Ort: Festhalle Durlach, Kanzlerstr. 13, 76227 Karlsruhe

Datum: 15.11.2019

Kosten: 36,20 € VVK

Besucher: ca. 1.200 (Ausverkauft)

Genre: Comedy Metal, Fun Metal, Spaß Rock, Deutsch Rock. Punkrock, Ska-Punk, Deutschrap

Veranstalter: J.B.O. https://www.jbo.de/band/ und Venue Music https://www.facebook.com/venuemusic/?fref=profile_friend_list&hc_location=profile_browser

Link: https://www.facebook.com/events/333719887251579/

Setlisten:

Die Grüne Welle:
01. Dämonen
02. See You In Hell
03. Politik
04. Bier Gegen Wein
05. Discozombies
06. Zeitgeist
07. Wutbürger
08. Schrei Nach Liebe
09. Kein Problem
10. One Love
11. Wirf Dein Leben Weg
12. Hier Im Dreck
13. Outro

J.B.O. (James Zensiert Orchestrer):
01. Hoffen Und Bangen
02. Bolle
03. Gimme Dope Joanna
04. Ich Will Spaß
05. Du Hast Dein Smartphone Vergessen
06. Arschloch Und Spaß Dabei
07. Der Hofnarr
08. Mach Noch Eins Auf
09. Wer Lässt Die Sau Raus?!
10. Und Dann Hörst Du J.B.O.
11. Faulheit Siegt (Keine Lust)
12. Gänseblümchen
13. Wir Ham `Ne Party
14. Durst
15. Ich Glaube Du Liebst Mich Nicht Mehr
16. Könige
17. Alles Nur Geklaut
18. Drum Solo
19. Im Verkehr
20. Hallo Bier
21. Ein Guter Tag Zum Sterben
22. Verteidiger Des Blödsinns
23. Vier Finger Für Ein Halleluja
24. Ich Sag J.B.O.
25. Wacken Ist Nur Einmal Im Jahr
26. Ein Fest

30 Jahre rosarote Erfolgsgeschichte – 30 Jahre Blödsinn! Am 1. November war es endlich soweit, die Band, die laut ihrer Homepage erklärt, dass die Situation der Namensschöpfung bis heute durch Bierdunst verschleiert ist und sie deshalb nicht mehr wüssten, warum sie sich bei der Gründung im Jahr 1989 James Blast Orchester nannten, startete ihre Sau-Tour 2019 (nein, da fehlt kein f im Tour-Titel). Gleich die ersten beiden Konzerte in Wuppertal und Fulda waren seit Wochen ausverkauft, überhaupt sah es im Vorfeld nach der erfolgreichsten Tournee seit Langem in der Bandgeschichte von J.B.O. aus, denn für ganze fünf Termine wurde schon weit vor Tourstart Sold out vermeldet. Heute steht nun Karlsruhe auf der Reiseroute der vier rosaroten Franken und wie sollte es auch anders sein, schon am Nachmittag wird um 16:15 Uhr via Facebook verkündet, dass das Konzert restlos ausverkauft ist und das es keine Tickets mehr an der Abendkasse geben wird. Somit steht einer rosaroten Sause heute Abend fast nichts mehr im Wege.
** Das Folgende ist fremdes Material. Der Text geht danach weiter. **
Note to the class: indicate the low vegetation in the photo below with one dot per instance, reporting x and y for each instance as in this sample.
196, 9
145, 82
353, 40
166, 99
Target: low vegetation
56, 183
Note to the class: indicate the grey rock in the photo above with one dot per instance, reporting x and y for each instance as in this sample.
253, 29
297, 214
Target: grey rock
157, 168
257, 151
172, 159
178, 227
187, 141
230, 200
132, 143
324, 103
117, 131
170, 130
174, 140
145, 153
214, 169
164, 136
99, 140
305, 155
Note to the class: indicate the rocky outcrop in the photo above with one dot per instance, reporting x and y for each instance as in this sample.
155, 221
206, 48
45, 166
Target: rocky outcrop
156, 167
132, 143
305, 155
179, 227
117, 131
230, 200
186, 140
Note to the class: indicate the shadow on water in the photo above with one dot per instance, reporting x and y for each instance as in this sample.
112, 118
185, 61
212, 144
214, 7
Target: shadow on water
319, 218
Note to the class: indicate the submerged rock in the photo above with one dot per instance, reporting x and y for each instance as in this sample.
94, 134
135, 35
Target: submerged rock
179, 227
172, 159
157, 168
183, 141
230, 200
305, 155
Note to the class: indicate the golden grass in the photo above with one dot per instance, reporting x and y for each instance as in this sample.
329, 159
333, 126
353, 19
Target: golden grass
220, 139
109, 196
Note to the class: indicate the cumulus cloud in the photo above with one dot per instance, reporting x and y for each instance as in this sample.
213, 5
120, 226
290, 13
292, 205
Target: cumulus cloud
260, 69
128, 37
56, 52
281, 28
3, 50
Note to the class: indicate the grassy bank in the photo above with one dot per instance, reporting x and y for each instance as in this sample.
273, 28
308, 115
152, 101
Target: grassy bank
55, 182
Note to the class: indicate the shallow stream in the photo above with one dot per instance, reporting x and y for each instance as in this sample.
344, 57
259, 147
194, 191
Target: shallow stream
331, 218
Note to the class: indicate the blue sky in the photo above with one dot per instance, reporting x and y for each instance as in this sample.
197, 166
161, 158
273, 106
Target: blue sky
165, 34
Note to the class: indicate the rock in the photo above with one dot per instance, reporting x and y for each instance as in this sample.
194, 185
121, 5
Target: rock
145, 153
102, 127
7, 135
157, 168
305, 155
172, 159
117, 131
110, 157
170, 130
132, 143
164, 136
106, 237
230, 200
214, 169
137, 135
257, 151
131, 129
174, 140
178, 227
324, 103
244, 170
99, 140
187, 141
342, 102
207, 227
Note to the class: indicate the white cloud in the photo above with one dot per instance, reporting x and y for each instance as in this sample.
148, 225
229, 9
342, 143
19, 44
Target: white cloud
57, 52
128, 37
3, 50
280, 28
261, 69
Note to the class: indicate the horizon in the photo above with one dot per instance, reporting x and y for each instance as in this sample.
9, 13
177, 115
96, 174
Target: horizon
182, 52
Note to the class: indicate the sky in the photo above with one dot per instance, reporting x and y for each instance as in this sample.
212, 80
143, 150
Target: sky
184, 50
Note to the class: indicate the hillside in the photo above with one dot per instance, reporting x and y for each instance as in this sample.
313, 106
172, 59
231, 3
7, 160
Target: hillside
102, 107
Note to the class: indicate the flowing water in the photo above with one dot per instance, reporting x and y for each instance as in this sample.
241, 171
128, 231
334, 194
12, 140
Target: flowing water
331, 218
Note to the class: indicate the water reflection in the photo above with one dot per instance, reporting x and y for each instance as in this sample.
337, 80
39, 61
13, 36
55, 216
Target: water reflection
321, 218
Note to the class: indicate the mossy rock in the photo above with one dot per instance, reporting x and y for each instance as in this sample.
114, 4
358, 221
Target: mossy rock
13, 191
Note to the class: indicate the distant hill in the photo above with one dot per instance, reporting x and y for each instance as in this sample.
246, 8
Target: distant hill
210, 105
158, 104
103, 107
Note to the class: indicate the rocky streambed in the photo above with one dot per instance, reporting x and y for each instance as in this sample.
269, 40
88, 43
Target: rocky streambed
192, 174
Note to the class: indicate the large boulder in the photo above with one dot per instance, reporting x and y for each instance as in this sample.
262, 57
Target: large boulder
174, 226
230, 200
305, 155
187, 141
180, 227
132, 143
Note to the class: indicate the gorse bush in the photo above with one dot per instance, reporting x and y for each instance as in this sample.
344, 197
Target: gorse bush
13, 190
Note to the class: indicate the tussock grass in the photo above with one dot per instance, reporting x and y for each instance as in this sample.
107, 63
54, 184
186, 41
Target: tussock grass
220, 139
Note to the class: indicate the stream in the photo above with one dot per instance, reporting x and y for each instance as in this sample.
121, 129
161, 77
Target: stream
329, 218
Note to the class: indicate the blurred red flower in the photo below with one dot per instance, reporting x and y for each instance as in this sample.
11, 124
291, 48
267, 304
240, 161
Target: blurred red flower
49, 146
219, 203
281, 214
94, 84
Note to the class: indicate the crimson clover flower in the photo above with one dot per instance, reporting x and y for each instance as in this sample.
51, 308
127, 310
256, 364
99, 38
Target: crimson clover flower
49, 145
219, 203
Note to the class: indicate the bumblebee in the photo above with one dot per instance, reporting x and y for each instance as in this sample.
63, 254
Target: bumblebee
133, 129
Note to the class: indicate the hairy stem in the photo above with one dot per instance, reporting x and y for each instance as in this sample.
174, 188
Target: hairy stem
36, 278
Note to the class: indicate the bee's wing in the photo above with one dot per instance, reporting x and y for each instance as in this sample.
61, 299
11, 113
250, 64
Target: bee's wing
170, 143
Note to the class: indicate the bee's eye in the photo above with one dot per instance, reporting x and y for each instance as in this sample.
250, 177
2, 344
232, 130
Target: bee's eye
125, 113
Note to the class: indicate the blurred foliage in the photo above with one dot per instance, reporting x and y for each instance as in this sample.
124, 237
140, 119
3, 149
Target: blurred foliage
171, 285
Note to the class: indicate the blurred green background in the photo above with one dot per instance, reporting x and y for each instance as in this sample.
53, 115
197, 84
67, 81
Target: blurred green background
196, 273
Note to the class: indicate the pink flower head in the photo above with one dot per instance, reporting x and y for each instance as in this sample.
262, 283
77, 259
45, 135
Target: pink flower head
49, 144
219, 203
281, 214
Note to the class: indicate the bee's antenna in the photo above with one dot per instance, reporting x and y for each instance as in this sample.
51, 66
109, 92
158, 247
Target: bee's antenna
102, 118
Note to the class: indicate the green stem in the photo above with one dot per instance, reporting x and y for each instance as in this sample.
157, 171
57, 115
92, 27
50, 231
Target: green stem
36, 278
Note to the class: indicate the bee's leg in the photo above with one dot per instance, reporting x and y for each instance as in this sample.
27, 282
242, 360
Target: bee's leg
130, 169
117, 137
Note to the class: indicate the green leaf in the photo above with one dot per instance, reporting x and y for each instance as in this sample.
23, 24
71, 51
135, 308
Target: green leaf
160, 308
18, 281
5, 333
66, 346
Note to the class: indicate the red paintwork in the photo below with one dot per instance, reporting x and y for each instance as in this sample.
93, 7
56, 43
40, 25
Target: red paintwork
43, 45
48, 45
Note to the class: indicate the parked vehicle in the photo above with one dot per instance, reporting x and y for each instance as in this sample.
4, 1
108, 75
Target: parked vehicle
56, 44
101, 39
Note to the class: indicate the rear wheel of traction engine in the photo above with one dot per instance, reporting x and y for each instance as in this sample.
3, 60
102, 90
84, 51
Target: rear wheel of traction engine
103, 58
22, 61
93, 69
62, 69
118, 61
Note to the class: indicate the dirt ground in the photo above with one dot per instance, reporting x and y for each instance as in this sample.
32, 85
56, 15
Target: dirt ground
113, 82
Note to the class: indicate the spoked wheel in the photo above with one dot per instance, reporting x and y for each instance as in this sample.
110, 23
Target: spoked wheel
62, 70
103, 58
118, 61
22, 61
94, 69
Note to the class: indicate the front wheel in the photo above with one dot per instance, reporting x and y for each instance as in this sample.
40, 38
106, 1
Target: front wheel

Nun ja, zunächst muss ich mich aber erst einmal über die A5 von Freiburg nach Karlsruhe kämpfen, durch dichten Feierabendverkehr und etliche Baustellen. Obwohl ich mich früh auf den Weg mache, schaffe ich es gerade so bis zum Einlass an der Festhalle in Durlach anzukommen. Die Parkplatzsituation ist eine echte Katastrophe, doch nachdem ich sämtliche Seitenstraßen um die Location abgefahren bin, finde ich dann endlich ein kleines Eckchen, wo ich meine Karre unerlaubterweise abstellen kann. Vor den Toren der Festhalle steht natürlich schon eine kleine Schlange, jedoch weit weniger als erwartet. Kaum bin ich am Einlass angelangt, wird mir von den Men in Black mitgeteilt, dass sich die Abendkasse im Restaurant nebenan befindet und ich dort auch meinen Fotopass abholen kann …, na super. Also kehrt Marsch zur Abendkasse, doch das rosarote Grauen nimmt kein Ende, denn ich stehe wider Erwarten nicht auf der Gästeliste. Habe ich schon erwähnt, dass ich rosarot schon immer gehasst habe? Aber rosa ist ja bekanntlich das neue schwarz …!? Etliche Telefongespräche und etwa 30 Minuten Wartezeit später halte ich dann endlich meinen Pass in Händen und kann die Halle betreten, wenigstens direkt durch das Restaurant.

Mittlerweile ist die Halle schon gut gefüllt, auch wenn man noch locker bis in die ersten Reihen vor der Bühne durchkommt. Was hier heute Abend angesagt ist, das ist jedoch nicht zu übersehen, denn irgendwie erstrahlt die ganze Halle, in, wie sollte es auch anders sein, ROSAROT. Auf der Bühne ist das J.B.O.-Equipment zwar abgedeckt, doch unter den Planen schimmert es rosarot. Hunderte Fans in rosaroten J.B.O.-Shirts sind da echt noch das kleinere Übel, viel heftiger sind die Die Hard Fans anzusehen, von der rosaroten Perücke bis zum älteren Herrn im schicken Abendanzug, natürlich auch in rosarot, ist alles vertreten, was den Augen wehtun kann. Mittlerweile bin ich mir nicht mehr ganz sicher, ob im Sau-Tour-Titel nicht doch ein f fehlt, denn ohne einen gewissen Pegel ist dieser Farbflash kaum zu ertragen. Ich glaube, es ist mein erstes Konzert in 40 Jahren, wo ich einen großen Bogen um den Merchstand mache, denn in meinem Kleiderschrank ist weder Platz für ein rosarotes T-Shirt, noch für einen rosaroten Franken-Hut.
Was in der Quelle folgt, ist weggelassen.